Deciphering the Dahlia Killer?

Steve Hodel’s personalized license plate reads THTPRNT. Careful readers of his book might recognize the word as a shortened version of “thoughtprint,” another controversial aspect of his case against his father.

In addition to the pictures of Short and the handwriting on copies of the killer’s taunting notes, which both Hodel and an independent expert have identified as his father’s distinctive block printing, Hodel reveals many thoughtprints that, taken together like strands of a rope, he says help prove what is largely a circumstantial case.

Hodel coined the term, and the concept, as a distillation of the lessons he learned solving more than 200 homicides for the LAPD. He defines thoughtprints as “the arches, loops, whorls and ridges of the mind, the aims and motives hidden within our thoughts that, like the points in a fingerprint, contain the potential to identify and connect us to a specific action, object, event or crime.”

In explaining his use of the term, Hodel cites two examples of thoughtprints from his book, one large, one small. The small: A few days after the Black Dahlia murder, the killer began sending cryptic messages to the press and police that were written in journalistic style. One example came when the killer was proposing to turn himself in: “Dahlia’s Killer Cracking, Wants Terms.”

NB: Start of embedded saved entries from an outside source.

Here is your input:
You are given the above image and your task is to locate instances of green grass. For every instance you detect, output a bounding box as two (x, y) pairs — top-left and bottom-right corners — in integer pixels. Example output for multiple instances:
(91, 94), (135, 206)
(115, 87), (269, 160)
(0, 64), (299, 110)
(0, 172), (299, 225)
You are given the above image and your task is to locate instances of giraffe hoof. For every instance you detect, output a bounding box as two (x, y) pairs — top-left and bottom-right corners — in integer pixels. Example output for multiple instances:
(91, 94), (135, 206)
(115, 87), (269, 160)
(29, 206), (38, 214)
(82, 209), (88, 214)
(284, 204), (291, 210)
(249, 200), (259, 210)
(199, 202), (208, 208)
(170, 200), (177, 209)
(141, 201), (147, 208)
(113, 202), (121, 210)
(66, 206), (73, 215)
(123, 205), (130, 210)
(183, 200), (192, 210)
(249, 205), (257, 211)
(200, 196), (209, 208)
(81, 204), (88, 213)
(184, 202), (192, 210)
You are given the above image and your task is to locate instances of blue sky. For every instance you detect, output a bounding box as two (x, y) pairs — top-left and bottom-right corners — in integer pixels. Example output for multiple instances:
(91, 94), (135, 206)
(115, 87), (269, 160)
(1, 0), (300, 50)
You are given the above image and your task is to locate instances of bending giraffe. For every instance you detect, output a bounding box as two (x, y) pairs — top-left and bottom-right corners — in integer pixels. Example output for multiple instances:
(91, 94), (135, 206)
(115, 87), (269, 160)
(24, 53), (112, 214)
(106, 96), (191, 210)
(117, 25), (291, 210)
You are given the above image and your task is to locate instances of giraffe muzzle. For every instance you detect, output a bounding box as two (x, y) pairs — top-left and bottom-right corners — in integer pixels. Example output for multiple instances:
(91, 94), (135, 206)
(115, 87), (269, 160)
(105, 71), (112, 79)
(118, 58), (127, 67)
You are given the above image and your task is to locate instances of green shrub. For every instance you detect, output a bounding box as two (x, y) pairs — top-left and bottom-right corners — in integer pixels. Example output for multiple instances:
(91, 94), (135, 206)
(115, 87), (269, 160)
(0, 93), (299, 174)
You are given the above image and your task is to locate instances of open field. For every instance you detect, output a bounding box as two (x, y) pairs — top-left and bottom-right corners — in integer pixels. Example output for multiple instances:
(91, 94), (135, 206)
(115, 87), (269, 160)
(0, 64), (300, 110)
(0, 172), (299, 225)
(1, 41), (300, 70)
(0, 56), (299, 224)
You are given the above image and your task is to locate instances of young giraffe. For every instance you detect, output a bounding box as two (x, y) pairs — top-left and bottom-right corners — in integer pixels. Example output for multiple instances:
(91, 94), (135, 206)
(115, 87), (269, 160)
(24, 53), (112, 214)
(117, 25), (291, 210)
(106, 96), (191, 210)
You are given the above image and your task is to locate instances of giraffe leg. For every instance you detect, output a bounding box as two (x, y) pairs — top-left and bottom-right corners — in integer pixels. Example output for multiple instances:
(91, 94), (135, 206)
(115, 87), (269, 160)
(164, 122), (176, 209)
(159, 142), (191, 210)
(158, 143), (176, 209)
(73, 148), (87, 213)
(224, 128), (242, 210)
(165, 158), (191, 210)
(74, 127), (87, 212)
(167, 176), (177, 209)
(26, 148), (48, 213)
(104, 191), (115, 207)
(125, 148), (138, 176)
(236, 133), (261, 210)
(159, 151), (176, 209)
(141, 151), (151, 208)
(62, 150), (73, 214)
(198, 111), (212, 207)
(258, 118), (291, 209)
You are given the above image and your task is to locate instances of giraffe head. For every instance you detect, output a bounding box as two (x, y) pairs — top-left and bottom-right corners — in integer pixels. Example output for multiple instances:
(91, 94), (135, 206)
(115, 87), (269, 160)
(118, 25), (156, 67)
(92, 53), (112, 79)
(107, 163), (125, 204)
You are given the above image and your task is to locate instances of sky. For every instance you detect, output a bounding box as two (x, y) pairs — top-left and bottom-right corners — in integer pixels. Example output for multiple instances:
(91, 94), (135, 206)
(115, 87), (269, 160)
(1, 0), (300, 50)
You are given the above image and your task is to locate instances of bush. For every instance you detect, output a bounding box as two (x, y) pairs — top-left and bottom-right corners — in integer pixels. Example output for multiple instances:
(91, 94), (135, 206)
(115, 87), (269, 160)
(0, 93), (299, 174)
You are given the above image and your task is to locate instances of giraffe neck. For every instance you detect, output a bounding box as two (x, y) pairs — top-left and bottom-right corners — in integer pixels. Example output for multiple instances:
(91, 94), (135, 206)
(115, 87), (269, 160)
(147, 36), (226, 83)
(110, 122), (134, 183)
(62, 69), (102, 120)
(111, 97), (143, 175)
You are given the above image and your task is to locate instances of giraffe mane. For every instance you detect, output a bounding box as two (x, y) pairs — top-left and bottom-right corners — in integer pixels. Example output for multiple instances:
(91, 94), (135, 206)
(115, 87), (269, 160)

The headline quality of that message “reveals a journalistic background,” says veteran L.A. County prosecutor Stephen R. Kay, and that suggestion is backed by assertions that crime writer Joseph Wambaugh made in a documentary on the case produced before Hodel’s book was published. Wambaugh, also a former LAPD cop, speculated that the notes were written by tabloid reporters to keep the story alive and make sure there was a fresh angle every day. But Hodel believes the style came easily to his father because he had been a crime reporter for the Los Angeles Record.

The more significant thoughtprint attempts to answer an enduring question: Why was Elizabeth Short so bizarrely mutilated and posed with her arms raised above her head and bent at the elbows?

Hodel devotes a chapter to his father’s long friendship with fellow surrealist Man Ray, the famous photographer who dabbled in sadism and attended many of the wild sex and drug parties at the Franklin house from 1946 to 1950. The parties were only distant memories of nighttime laughter and drunken sounds for Hodel, who was born in 1941, but they were described in detail to Hodel by his mother, Dorothy, and by young artist Joe Barrett, who rented a room in the house.

Hodel zeroes in on one of Ray’s most famous works, “Minotaur,” and suggests that George Hodel was engaged in a macabre competition with Ray in which he used his scalpel to re-create the image that Ray created with his camera.


“Dad worshiped Man Ray. But there was also a competition,” Hodel says. “Dad thought of himself as an artist. The Black Dahlia was his masterpiece, using his scalpel as a paintbrush and her body as his canvas.”